Because the base of the climb was so high up and I was unable to walk, I had to be air-lifted off the mountain by the nearby Naval Search and Rescue Unit on Whidbey Island. In addition to the Navy, the Anacortes Fire Department, and the local chapter of the Anacortes Search and Rescue all came up and lent a hand.
After the first chock was placed, I should have reached up as high as possible and placed another piece of protection before resuming my climb. I should have then proceeded up and placed my next piece considerably sooner than I did. I have heard it said many times since my accident, “The most dangerous part of climbing is the first fifteen feet.” Certainly true in my case. (Source: Rick Scriven)

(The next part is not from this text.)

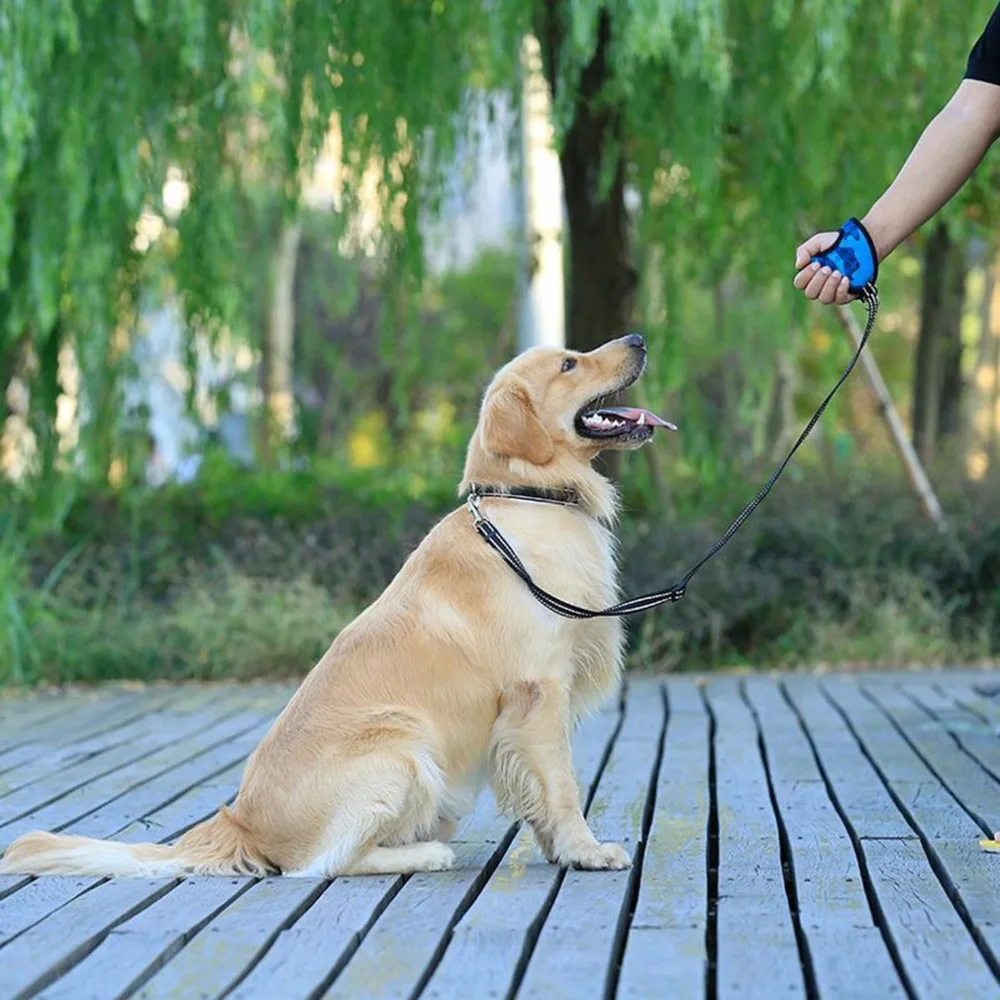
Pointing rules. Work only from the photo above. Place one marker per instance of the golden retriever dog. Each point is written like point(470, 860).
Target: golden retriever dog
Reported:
point(454, 677)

(Editor’s Note: There were other incidents in Washington involving MRA personnel, mostly to help stranded or lost climbers. There was one fatality near Mount Cruiser-Needle Pass. All that is known is that two climbers were descending and decided to unrope and to try to find an easier way down. One of the men—name still unknown—reported that his partner had fallen fifty feet. He could not make voice contact with him, so he hiked out, taking seven hours. He reported the incident to the local sheriff. A lengthy rescue was begun. It turned out to be a recovery, as the individual had fallen 700feet. There are many details about the search, but nothing further on the climbers.)